Alien Outpost Trailer Reveals A Found-Footage Invasion Flick

By Brent McKnight | Updated

This article is more than 2 years old

IFC is not exactly synonymous with science fiction, but through their Midnight imprint, they’ve tacked the genre a time or two. Their catalog is primarily horror, but they dive headlong into sci-fi now and again, like with their upcoming alien invasion actioner Alien Outpost, which recently delivered this fancy new trailer.

The thriller stars Highlander’s Adrian Paul, Rick Ravanello (The Cave), Reiley McClendon (Pearl Harbor), Douglas Tait (Star Trek), Joe Reegan (The Crazies), and Matthew Holmes (Salem), and is directed by Jabbar Raisani, who is most known for his visual effects work on things like Game of Thrones and Predators. It’s also found footage, which is going to automatically turn some of you off (I’m automatically skeptical of the format, though it can be used well on occasion).

In the year 2021, aliens fighters, called Heavies, invade Earth. Humans are able to beat them back, but the result is a brutal continuous war at the fringes. Most of the fighting has been relegated to the areas around a few Outposts. Though the world at large seems to have forgotten about them, the soldiers stationed there come under fire every day. Following two documentary cameramen hanging out at one of these outposts, the film shows the combat, and it looks like the Heavies are planning a new invasion, and these forces may be the only ones who can stop it.

There are definite nods to Independence Day, especially during the scenes that show the first invasion, and you can’t help but think Battle: Los Angeles when you look at this, though it will hopefully be way less shaky and jittery, though I wouldn’t bet on it. Overall, however, this most closely resembles a straight up war movie in appearance, but one where the enemy just so happens to be hostile alien invaders from another world.

Alien OutpostYou can see definite potential here, and with IFC behind it, you have to assume that there was something to this that’s different from your standard fare, some element or another that captured their attention. Hopefully that means there will be enough to elevate this into something special.

More than anything, the found footage element is what gives me pause here. Even movies that I generally enjoy that use this approach—Ti West’s The Sacrament from this year comes to mind—have problems.

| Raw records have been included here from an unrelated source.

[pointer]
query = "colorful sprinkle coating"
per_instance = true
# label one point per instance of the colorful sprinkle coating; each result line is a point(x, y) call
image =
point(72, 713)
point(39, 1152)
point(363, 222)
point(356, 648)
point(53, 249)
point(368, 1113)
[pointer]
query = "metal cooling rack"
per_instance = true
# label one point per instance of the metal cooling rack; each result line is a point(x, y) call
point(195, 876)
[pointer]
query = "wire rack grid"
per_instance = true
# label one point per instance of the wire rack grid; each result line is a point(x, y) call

It seems like no matter what, they often get to a point where the framework can’t possibly show you what you need to see, and as a result there are either pieces missing or you have to ask for huge suspensions of disbelief from your audience by showing things where a camera can’t possibly be.

Hopefully Alien Outpost will be able to avoid the pitfalls of its kin when it opens in select theaters January 30.